Tekens invoeren (Tekens invoeren)
Het aantal items dat in de geschiedenis opgeslagen kan worden is beperkt. Registreer vaak gebruikte verbindingsinstellingen in Favorieten. Als [Resetten] in het [Set-up] ([Instelling])-menu gebruikt is om de netwerkinstellingen te resetten, wordt de inhoud die in Historie en Favorieten geregistreerd is gewist. Als het apparaat waarmee u verbinding wilt maken (PC, enz.) met een ander draadloos toegangspunt dan de camera verbonden is, kunt u het apparaat niet met de camera verbinden met gebruik van [Direct]. Verander de Wi-Fi-instellingen van het apparaat waarmee u verbinding wilt maken zodat het toegangspunt dat gebruikt wordt op de camera ingesteld wordt. U kunt ook [Nieuwe verbinding] selecteren en de apparaten opnieuw verbinden. (Beelden uit de camera naar een PC verzenden) Het is mogelijk moeilijk om verbinding te maken met netwerken waarmee veel apparaten verbonden zijn.
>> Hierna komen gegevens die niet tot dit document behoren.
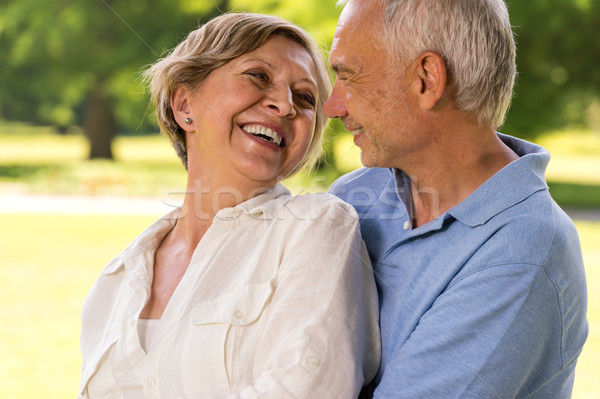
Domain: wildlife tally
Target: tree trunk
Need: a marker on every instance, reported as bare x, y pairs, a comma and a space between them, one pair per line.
99, 122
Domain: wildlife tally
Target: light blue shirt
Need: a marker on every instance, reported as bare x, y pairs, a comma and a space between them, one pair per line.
486, 301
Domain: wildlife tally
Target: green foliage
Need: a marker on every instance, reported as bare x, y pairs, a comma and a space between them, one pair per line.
57, 50
53, 51
557, 58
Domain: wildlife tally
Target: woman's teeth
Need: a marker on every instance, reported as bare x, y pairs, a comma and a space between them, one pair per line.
264, 133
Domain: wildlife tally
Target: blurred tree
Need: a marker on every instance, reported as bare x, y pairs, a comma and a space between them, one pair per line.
68, 61
558, 53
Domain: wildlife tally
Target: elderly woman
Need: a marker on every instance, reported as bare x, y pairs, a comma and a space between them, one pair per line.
246, 291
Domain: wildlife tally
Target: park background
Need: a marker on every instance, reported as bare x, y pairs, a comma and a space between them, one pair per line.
83, 170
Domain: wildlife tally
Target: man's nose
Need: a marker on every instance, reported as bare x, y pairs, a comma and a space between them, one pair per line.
335, 106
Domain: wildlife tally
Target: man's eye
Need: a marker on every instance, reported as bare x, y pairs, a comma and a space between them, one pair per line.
307, 99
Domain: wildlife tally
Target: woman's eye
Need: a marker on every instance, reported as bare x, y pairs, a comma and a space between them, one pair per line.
261, 76
306, 99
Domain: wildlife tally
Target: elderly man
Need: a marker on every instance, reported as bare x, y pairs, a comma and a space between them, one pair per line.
480, 276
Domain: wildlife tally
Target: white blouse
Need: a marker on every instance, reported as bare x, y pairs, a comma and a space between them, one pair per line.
278, 301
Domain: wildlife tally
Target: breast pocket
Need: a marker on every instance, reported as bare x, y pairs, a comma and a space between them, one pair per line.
222, 342
238, 308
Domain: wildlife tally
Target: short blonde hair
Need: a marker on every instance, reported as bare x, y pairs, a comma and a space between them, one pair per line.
213, 45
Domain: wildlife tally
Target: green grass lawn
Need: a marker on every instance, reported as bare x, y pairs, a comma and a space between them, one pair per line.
49, 261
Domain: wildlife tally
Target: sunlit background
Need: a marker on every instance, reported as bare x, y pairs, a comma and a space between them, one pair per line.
83, 170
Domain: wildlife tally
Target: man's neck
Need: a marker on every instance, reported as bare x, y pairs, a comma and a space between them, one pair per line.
455, 168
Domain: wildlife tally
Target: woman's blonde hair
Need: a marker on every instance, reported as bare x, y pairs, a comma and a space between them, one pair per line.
213, 45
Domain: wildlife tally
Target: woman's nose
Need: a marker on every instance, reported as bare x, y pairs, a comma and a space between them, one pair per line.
335, 106
281, 101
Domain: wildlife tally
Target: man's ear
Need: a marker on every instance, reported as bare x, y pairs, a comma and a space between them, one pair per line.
180, 105
432, 75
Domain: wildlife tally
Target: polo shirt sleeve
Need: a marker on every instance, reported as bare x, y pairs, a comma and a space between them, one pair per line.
485, 336
322, 335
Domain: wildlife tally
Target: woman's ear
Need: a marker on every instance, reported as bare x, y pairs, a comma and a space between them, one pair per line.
432, 73
180, 105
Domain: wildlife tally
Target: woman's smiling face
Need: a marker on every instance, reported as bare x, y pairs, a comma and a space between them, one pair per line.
254, 117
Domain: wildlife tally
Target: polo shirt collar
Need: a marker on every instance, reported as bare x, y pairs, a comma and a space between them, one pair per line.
509, 186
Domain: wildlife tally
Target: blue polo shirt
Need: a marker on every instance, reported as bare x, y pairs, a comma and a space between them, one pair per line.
486, 301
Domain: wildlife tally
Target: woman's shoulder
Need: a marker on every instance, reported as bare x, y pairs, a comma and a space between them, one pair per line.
317, 206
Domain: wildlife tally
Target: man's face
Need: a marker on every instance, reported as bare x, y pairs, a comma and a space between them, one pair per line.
371, 98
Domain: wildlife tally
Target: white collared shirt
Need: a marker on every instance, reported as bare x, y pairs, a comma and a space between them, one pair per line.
278, 301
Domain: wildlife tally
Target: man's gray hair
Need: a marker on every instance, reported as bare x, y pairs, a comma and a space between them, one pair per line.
475, 39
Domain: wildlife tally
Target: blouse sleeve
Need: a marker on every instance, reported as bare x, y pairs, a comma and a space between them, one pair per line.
322, 335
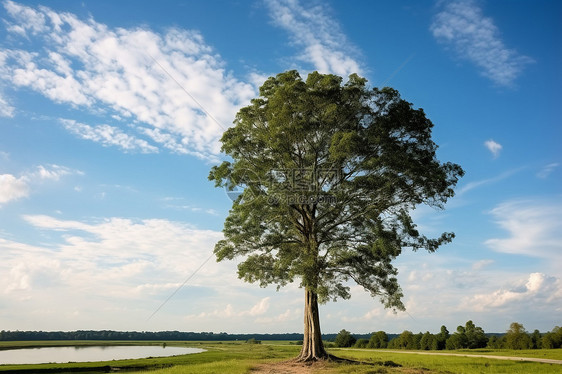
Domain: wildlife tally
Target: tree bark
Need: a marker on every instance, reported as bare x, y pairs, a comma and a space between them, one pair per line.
312, 346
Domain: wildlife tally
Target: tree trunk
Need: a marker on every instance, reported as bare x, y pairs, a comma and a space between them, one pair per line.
312, 346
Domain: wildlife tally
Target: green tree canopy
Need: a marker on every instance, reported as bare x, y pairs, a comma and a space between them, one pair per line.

Maak in dat geval verbinding met gebruik van [Nieuwe verbinding]. Als de volgende functies gebruikt worden, is [Wi-Fi-functie] niet beschikbaar: – [Streamingfunctie] – [Autom. overzetten] |
Fn-knop toegekend aan [Wi-Fi]
U kunt de volgende handelingen uitvoeren door op de Fn-knop te drukken die toegekend is aan [Wi-Fi], na verbinding gemaakt te hebben via Wi-Fi. (Fn-knoppen)
[Verbinding beëindigen]
Eindigt de Wi-Fi-verbinding.
[Doelapparaat wijzigen]
Eindigt de Wi-Fi-verbinding en stelt u in staat om een andere Wi-Fi-verbinding te kiezen.
[Instellingen wijzigen voor versturen]
Stelt de beeldafmetingen, de bestandsindeling en andere items voor het versturen van opgenomen beelden in. (Instellingen voor het verzenden van beelden)
[Huidig apparaat in favorieten registreren]
Registreert de huidige bestemming van de verbinding of de verbindingsmethode, zodat u de verbinding de volgende keer gemakkelijk tot stand kunt brengen met dezelfde verbindingsinstellingen.
[Weergave netwerkadres (Wi-Fi)]
Geeft het MAC-adres en het IP-adres van de camera weer wanneer verbinding gemaakt wordt via Wi-Fi. ([Weergave netwerkadres (Wi-Fi)])
Afhankelijk van de Wi-Fi-functie die gebruikt wordt. of de bestemming van de verbinding, is het misschien niet mogelijk enkele van deze handelingen uit te voeren.